Autosave with Coldfusion and CKEditor

Autosave is an essential feature for online forms. Web-based EMR or PHR systems should probably have it for physician and other administration notes. I would say it would probably be an essential service to have as a default, with no other option. Well, having an option to save and store regular drafts of the text would be great, and which could be deleted when the text is finally saved or submitted. The next best feature to have would be a system that regularly stores versions of the text input into a form or page. You have probably noticed autosave functions in current email systems like Gmail, and I think some word processing applications have them as a feature, but maybe not a default feature. Gmail stores draft versions regularly. Very useful to have.
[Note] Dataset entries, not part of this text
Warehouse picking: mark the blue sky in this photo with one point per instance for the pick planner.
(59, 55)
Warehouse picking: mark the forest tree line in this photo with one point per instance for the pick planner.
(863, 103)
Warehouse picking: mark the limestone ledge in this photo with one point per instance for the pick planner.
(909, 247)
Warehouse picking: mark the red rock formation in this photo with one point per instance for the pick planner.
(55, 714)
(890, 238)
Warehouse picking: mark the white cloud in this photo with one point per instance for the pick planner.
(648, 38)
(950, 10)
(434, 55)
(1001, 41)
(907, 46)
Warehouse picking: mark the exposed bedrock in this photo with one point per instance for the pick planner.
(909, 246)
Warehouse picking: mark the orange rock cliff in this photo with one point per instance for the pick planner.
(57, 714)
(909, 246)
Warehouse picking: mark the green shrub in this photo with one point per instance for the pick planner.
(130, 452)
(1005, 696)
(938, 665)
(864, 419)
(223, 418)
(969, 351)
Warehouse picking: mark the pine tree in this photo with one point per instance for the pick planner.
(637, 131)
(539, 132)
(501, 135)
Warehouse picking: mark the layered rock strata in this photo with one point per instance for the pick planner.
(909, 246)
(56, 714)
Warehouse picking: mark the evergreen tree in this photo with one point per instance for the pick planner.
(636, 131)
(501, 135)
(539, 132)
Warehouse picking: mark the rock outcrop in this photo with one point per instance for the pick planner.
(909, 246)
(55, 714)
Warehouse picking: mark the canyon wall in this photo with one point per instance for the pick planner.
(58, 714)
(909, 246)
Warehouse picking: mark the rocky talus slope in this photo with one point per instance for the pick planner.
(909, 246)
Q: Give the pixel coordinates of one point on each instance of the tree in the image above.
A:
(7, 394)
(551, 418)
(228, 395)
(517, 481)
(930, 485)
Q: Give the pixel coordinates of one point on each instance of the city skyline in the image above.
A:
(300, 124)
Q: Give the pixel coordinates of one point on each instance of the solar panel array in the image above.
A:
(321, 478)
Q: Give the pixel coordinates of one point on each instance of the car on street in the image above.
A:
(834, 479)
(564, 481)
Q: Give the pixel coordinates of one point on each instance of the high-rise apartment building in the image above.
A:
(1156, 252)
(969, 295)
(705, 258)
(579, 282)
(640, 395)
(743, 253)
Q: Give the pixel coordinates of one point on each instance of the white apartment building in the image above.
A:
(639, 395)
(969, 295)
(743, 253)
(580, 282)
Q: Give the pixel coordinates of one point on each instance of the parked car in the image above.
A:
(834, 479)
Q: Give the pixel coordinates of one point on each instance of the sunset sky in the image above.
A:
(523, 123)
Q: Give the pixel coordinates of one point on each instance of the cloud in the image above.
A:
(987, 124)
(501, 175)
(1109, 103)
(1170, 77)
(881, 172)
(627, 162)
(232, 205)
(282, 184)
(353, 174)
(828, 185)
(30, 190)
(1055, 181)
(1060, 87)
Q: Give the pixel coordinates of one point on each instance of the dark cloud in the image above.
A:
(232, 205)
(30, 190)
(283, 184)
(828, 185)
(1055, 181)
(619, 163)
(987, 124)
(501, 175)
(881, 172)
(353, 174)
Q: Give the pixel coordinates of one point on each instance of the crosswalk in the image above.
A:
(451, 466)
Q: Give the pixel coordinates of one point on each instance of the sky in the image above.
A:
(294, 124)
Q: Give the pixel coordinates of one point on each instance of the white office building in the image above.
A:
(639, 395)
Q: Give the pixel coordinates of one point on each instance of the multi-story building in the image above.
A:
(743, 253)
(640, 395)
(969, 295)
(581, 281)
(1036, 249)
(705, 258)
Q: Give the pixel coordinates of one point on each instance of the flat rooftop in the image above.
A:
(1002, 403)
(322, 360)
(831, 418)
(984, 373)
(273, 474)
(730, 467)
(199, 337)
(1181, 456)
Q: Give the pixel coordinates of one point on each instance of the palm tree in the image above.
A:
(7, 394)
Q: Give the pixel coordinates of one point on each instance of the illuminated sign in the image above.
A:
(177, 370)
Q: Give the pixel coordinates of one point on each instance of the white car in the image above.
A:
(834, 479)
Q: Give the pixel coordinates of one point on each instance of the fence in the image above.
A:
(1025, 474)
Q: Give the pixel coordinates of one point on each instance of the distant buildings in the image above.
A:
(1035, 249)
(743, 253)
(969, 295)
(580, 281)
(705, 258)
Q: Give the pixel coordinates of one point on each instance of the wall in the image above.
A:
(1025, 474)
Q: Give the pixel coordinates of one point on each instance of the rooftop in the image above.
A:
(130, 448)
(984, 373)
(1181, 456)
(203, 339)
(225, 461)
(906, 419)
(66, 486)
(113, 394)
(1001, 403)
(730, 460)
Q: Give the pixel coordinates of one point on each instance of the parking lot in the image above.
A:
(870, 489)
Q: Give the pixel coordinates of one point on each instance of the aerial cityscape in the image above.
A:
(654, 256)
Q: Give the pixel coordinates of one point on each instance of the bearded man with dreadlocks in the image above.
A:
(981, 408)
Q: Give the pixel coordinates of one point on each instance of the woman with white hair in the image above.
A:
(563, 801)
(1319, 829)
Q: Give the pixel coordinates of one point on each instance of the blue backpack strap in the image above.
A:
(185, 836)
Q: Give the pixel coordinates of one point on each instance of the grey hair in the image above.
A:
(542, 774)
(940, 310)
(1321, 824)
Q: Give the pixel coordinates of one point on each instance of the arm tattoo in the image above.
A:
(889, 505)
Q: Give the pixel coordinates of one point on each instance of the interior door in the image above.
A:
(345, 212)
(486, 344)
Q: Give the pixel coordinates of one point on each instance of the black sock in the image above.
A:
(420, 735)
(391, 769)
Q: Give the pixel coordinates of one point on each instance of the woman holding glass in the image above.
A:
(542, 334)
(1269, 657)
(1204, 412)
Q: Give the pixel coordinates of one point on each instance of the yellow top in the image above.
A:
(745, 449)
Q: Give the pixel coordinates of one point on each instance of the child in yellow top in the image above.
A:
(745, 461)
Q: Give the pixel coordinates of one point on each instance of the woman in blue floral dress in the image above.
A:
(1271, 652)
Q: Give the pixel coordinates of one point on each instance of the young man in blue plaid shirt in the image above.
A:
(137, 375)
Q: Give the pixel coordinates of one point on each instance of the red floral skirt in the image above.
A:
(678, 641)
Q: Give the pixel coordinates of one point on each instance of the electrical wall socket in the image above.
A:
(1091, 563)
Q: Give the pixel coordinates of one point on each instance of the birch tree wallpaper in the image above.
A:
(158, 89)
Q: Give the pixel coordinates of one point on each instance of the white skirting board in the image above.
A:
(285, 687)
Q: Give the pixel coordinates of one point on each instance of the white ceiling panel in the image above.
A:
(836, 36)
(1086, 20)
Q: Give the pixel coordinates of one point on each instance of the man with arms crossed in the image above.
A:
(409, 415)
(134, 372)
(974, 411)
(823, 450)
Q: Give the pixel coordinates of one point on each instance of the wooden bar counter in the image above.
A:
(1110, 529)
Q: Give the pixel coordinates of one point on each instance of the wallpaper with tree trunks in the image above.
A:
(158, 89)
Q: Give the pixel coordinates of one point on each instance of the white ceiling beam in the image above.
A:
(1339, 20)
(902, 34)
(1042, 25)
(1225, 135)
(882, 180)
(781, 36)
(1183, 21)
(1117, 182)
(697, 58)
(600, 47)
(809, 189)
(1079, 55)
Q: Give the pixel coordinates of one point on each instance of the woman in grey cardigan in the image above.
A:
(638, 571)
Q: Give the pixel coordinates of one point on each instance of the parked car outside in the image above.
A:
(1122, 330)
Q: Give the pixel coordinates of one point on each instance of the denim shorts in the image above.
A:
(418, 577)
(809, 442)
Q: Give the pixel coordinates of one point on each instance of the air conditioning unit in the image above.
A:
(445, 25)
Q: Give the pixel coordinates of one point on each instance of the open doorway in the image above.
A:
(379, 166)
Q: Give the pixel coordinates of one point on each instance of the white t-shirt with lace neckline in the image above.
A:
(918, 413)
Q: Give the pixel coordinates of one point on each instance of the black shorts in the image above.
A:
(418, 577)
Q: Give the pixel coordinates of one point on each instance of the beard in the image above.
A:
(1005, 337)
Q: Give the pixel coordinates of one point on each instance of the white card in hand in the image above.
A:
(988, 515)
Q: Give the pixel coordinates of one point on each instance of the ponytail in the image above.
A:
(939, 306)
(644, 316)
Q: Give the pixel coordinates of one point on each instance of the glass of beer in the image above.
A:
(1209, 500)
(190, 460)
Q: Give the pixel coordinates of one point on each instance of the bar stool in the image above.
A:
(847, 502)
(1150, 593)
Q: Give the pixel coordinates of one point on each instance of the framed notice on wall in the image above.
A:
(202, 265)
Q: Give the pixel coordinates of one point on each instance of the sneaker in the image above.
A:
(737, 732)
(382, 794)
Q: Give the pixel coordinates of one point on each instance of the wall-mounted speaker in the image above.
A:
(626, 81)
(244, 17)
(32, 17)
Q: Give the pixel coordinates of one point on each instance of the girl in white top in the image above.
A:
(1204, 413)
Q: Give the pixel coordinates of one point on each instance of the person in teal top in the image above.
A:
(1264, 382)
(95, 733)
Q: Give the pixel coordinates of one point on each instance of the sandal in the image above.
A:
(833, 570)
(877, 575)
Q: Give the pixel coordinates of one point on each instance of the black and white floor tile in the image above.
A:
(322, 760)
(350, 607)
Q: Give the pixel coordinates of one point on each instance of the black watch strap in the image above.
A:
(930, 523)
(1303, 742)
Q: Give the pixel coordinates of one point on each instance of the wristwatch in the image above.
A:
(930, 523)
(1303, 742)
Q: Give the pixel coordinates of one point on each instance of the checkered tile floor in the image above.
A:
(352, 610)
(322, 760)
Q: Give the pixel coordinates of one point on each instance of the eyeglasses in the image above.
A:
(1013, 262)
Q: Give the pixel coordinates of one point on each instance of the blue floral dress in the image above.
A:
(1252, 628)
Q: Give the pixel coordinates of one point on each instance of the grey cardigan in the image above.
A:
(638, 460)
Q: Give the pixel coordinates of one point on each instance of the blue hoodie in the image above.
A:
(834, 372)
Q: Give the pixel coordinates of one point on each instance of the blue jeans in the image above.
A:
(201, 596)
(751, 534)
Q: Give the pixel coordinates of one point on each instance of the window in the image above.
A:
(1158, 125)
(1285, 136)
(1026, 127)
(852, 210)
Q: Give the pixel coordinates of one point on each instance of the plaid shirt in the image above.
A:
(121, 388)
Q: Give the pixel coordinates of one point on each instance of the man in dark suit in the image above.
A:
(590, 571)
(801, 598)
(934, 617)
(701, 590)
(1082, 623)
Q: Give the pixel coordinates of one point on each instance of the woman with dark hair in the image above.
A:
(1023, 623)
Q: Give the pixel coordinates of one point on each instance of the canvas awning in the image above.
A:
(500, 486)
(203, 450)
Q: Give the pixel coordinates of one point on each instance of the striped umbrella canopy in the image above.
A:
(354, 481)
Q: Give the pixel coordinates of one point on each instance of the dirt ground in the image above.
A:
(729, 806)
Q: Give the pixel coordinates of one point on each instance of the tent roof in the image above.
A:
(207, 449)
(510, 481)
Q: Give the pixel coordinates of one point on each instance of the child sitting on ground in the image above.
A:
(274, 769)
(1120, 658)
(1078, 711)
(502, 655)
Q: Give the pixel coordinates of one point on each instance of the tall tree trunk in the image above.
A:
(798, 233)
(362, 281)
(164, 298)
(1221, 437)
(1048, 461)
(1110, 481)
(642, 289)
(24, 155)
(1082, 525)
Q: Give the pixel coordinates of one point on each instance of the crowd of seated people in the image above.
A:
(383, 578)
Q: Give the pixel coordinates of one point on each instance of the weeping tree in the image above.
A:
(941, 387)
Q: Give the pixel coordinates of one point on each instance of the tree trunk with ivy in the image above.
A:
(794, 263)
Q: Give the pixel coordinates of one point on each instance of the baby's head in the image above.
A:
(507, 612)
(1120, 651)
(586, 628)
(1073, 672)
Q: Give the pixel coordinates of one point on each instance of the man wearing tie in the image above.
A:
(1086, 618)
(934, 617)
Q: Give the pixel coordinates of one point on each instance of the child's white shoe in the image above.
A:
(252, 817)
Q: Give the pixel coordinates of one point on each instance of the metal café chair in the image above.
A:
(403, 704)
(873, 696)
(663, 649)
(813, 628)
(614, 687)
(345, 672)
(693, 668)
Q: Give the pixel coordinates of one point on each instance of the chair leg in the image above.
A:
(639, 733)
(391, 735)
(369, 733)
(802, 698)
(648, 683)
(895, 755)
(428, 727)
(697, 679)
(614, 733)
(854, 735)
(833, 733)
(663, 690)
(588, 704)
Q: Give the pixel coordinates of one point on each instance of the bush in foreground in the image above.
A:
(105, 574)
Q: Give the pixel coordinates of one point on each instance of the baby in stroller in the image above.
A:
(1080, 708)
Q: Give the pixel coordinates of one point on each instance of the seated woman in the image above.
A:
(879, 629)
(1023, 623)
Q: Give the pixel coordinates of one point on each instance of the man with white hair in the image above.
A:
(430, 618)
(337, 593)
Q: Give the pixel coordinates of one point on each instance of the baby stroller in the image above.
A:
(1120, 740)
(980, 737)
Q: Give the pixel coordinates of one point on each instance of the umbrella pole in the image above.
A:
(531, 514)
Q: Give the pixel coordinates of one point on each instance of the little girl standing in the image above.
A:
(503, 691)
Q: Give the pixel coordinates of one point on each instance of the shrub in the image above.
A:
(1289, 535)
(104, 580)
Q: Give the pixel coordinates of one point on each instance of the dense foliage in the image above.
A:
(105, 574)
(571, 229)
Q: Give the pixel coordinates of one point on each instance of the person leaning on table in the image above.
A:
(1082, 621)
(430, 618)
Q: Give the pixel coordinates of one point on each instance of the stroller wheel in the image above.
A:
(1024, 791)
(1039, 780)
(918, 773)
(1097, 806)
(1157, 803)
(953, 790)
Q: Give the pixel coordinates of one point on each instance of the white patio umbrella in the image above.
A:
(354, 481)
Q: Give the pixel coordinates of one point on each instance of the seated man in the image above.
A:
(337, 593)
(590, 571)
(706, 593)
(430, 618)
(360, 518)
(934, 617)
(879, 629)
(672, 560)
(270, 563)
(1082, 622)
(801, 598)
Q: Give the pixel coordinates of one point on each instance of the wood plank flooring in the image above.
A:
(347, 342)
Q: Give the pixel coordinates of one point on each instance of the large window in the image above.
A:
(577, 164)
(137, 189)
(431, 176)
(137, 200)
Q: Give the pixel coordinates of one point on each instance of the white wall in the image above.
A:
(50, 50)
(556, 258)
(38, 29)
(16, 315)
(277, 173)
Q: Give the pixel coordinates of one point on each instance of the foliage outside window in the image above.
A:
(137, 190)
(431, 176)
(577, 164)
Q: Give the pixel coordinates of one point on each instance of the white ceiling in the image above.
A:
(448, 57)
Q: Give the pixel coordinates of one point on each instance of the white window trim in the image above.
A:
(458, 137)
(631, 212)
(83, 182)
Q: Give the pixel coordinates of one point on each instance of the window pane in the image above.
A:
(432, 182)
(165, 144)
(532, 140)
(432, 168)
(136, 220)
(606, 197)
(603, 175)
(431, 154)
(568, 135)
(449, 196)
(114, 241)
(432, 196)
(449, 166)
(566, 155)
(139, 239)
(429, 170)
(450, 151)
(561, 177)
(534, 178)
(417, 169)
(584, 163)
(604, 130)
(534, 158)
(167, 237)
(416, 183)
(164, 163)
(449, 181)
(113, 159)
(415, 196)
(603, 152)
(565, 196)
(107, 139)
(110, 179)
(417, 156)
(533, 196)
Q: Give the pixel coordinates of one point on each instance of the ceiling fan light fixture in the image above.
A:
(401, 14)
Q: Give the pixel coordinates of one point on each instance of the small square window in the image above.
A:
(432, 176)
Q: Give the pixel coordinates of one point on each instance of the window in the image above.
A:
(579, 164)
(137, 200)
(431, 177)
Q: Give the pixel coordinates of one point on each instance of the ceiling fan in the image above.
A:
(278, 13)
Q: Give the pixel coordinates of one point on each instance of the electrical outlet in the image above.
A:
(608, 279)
From my experience with a Coldfusion application that uses CKEditor, there is nothing worse than having a user loose 2 hours of textual notes, especially on a system that times-out after one hour. The forms I developed have a manual save button and a button to submit the data to be saved. The latter function just sends email confirmations. CKEditor does have a plugin for autosave, and I have tested it, but was not happy with the way it notified about reloading saved data. I upgraded to a higher version of CKEditor and the autosave plugin, but now it doesn't work at all, so I am twice as unhappy (: (:

So there are programming alternatives to autosave without CKEditor and I have tried several (like the dynamic drive one) and they are just not working. The most promising one I have tried is a coldfusion demo version from a coldfusion tutorial. I tried this demo on my coldfusion server and the demo version works but when I program it into my coldfusion pages - nothing. The downside of that is that it doesn't look like it integrates well with CKEditor. You know the autosave works if you type some text into a comment box and do a page refresh and the text doesn't disappear.

Another promising one looked like Sisyphus which integrates into the javascript for the CKEditor. Even though the developer of Sisyphus was very kind to answer my emails, I still have not been able to get it work. This is going to be one of those trial and error experiments that I will have to return to many more times before, almost by chance,  I get it to finally work.